Torino-Verona: all’Olimpico arriva il peggior attacco della Serie A

Verso Torino-Verona / L’avvento di Del Neri ha cambiato le carte in tavola e il modulo, ma non la classifica

Una sfida assolutamente da non sbagliare per il Torino di Ventura: domenica, ore 15.00, all’Olimpico arriva l’Hellas Verona di Del Neri, fanalino di coda della classifica e dunque mai così affamata di punti.
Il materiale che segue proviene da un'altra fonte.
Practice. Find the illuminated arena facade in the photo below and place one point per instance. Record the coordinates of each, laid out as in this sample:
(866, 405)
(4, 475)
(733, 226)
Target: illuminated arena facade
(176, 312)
Rispetto all’andata, molte cose sono cambiate nella formazione scaligera: prima di tutto l’allenatore, con Andrea Mandorlini esonerato a fine novembre per far posto appunto a Del Neri, e conseguentemente di modulo, con il passaggio dal 4-3-3 al 4-4-1-1, facilmente modificabile in 4-4-2 o 4-3-3 a partita in corso.

DIFESA – Sulla linea difensiva, rispetto ad inizio anno, ci sono alcuni cambiamenti rilevanti. Prima di tutto, è da registrare l’addio di Rafa Marquez, che ha lasciato il club veneto ad inizio mercato per trasferirsi in patria, nell’Atlas. La coppia difensiva titolare, dunque, è diventata quella composta dal greco Moras e dal giovane e promettente svedese Helander, con Pisano e Sala sulle fasce. Con l’arrivo del nuovo tencico, infatti, il terzino sinistro Souprayen ha avuto sempre meno spazio, a dispetto di un inizio campionato tutto sommato positivo. I numeri, comunque, sono abbastanza impietosi per quanto riguarda il computo dei gol incassati: 33 totali, di cui ben 17 lontano dal Bentegodi.

MEDIANA ED ATTACCO – In mediana, con il desaparecido Romulo che non si è mai visto, rispetto alla partita di andata il Verona potrà contare su Halfredsson, rientrato ormai da diversi mesi dall’infortunio. Il numero 10 veronese è uno degli uomini più importanti della squadra di Del Neri, e presenzierà in mediana al 100%. Con l’avvento dell’ex tecnico di Chievo e Juventus, poi, è aumentato sensibilmente il minutaggio di Ionita – l’uomo che lo scorso anno punì il Toro all’Olimpico – così come quello di Wszolek, mentre resta stabile lo score di Leandro Greco, l’incursore più importante in rosa. In avanti, poi, Toni e Pazzini – entrambi fermi a 3 reti – sono le due punte di riferimento, con Rebic che si è presentato benissimo e potrebbe insidiare d’ora in avanti la titolarità dei due attaccanti. Molto lavoro da fare in questo senso per Del Neri: l’Hellas è infatti il peggior attacco del campionato, con appena 14 gol fatti in 21 partite. Più indietro nelle gerarchie del tencico, poi, appaiono Juanito Gomez, Jankovic e Siligardi.